# Welchen Boden für Obstbäume?



## einfachichKO (17. Juli 2013)

Hallo meine lieben...

...ich hätte da mal eine Frage und vielleicht kennt sich jemand damit aus.

Also folgendes, meine Freundin hat vor ca. 5 Jahren ein Haus gekauft mit einem relativ großen Grundstück, die Vorbesitzerin war eine Pferde.... jedenfalls hat sie das Grundstück, ich glaube so ca. 1500 m² komplett 20-40 cm auskoffern lassen und hat dann das ganze mit Schotter aufgefüllt. Die hat also den guten Mutterboden gegen totes Material ausgetauscht damit die Viecher gut laufen konnten...
Jetzt haben wir natürlich das Problem das wir, überall wo wir was Pflanzen wollen immer den Grund mit ErdeMutterboden austauschen müssen.
Auf dem Grundstück wurde ja schon überwiegend Rasen/Wiesenfläche angelegt, unter dem Rasen ist ein ca. 5-10 cm tiefes Sand/Bodengemisch und dann kommt der Schotter...

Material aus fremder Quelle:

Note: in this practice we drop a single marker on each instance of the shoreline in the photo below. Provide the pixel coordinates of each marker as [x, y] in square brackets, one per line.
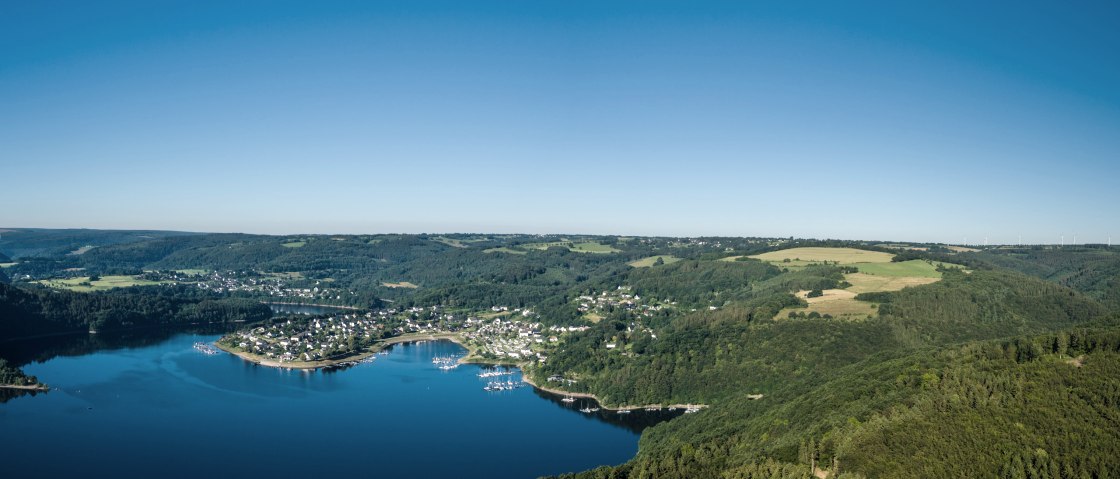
[469, 358]
[258, 359]
[597, 400]
[25, 386]
[261, 360]
[354, 308]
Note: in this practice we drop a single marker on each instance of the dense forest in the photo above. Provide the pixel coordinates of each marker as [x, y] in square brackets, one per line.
[1001, 364]
[33, 312]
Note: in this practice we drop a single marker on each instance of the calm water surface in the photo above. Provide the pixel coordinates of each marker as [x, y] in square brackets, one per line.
[167, 410]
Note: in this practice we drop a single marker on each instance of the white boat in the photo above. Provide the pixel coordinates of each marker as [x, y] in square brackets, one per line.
[206, 349]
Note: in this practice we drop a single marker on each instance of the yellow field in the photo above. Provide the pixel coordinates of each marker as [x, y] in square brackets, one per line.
[400, 284]
[103, 283]
[866, 283]
[646, 262]
[873, 276]
[842, 255]
[837, 303]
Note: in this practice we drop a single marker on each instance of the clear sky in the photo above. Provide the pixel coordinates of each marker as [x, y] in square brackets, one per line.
[895, 120]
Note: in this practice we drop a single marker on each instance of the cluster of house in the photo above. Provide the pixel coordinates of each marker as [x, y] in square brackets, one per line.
[619, 298]
[309, 339]
[516, 337]
[249, 281]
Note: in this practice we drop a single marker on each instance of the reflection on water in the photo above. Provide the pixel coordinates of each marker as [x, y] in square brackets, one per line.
[305, 309]
[178, 412]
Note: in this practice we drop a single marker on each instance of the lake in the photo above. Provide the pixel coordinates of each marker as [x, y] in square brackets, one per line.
[164, 409]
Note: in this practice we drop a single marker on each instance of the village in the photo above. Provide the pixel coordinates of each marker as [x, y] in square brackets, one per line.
[278, 287]
[500, 336]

Komme jetzt zu meiner eigentlichen Frage, wir haben vor ein paar Obstbäume zu setzen, vielleicht Kirschen oder sowas, wie groß müßten wir den Wurzelgrund anlegen damit sich der Baum wohl fühlt und das er was wird?

Ich dachte daran einen Wurzelgrund anzulegen mit L 1m  x B 1 m x T 50 cm. und das ganze dann mit Mutterboden auffüllen, würde das reichen für einen Baum?
Alles was wir ausschachten, müssen wir mit dem Handbagger machen...


----------